Figure 3. Paracrine senescence depends on the p16^INK4a/Rb and p53/p21^CIP1 tumour suppressor networks.

(a) IMR90-Cherry cells were co-cultured with IMR90 ER:RAS cells in the presence or absence of 200 nM 4OHT. 7 days after 4OHT treatment, cells were subjected to IF. The percentage of IMR90 ER:RAS (top, centre) or IMR90 Cherry cells (top, right) positive for each of the markers is shown. Data is a representative experiment. The source data for 2 independent experiments are provided in Supplementary Table S8. Representative pictures are shown in the bottom.

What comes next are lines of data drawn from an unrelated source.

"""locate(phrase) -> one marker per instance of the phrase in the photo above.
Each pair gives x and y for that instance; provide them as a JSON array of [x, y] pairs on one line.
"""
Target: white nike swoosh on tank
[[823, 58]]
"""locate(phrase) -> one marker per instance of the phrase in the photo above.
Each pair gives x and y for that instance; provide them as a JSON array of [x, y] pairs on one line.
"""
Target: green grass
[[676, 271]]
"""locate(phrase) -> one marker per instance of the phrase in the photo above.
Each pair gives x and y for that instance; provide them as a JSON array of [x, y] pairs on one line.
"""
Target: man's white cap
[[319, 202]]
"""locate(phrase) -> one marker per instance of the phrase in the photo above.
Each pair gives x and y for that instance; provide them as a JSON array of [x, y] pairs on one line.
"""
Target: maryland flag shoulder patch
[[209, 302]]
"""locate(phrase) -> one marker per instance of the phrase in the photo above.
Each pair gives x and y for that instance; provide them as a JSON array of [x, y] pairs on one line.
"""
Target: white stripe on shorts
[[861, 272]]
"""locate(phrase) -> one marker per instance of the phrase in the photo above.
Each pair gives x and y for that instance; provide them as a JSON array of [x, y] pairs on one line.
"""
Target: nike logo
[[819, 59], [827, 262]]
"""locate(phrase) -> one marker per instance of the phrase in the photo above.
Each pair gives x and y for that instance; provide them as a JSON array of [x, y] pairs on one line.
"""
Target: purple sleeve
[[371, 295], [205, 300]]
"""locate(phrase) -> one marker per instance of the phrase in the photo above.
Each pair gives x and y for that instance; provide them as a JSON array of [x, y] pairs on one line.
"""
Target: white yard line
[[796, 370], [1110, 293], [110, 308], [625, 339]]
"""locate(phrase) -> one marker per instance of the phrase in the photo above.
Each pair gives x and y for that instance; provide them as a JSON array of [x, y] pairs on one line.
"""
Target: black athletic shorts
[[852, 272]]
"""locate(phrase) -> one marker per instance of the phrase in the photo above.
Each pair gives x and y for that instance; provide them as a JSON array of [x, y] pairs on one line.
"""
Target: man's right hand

Scale bar, 30 μm. (b) mRNA expression profiling of IMR90, IMR90 ER:RAS or IMR90 cells cultured in Transwells together with IMR90 vector or IMR90 ER:RAS cells during 7 days in the presence of 200 nM 4OHT and 0.5 % FBS. The plot shows the correlation between cells undergoing OIS and paracrine senescence. (c) Hierarchical clustering of genes changing more than 2-fold, centred in a cluster that defines the equivalence between OIS and paracrine senescence. (d) GSEA of a signature associated with senescence ¹⁸ in IMR90 cells undergoing paracrine senescence. (e) A signature derived from IMR90 cells undergoing paracrine senescence is found enriched in mouse PANIN ⁴⁴ and human serrated sessile adenomas (SSA) ³⁶. NES, normalized enrichment score; FDR, false discovery rate. (f) Paracrine senescence is dependent on the p53/p21^CIP1a and p16^INK4a pathways. IMR90 cells were transfected with the indicated siRNAs. The next day, CM from IMR90 ER:RAS or IMR90 vector cells was added. The proliferation of IMR90 ER:RAS cells was assessed by BrdU incorporation 2 days after CM addition (right).). Data are mean ± s.d., n = 3 independent experiments. The source data and statistics (Student’s t-test) are provided in Supplementary Table S8. IMR90 cells transfected with the different siRNAs were subjected to IF as a control for knockdown efficiency (centre).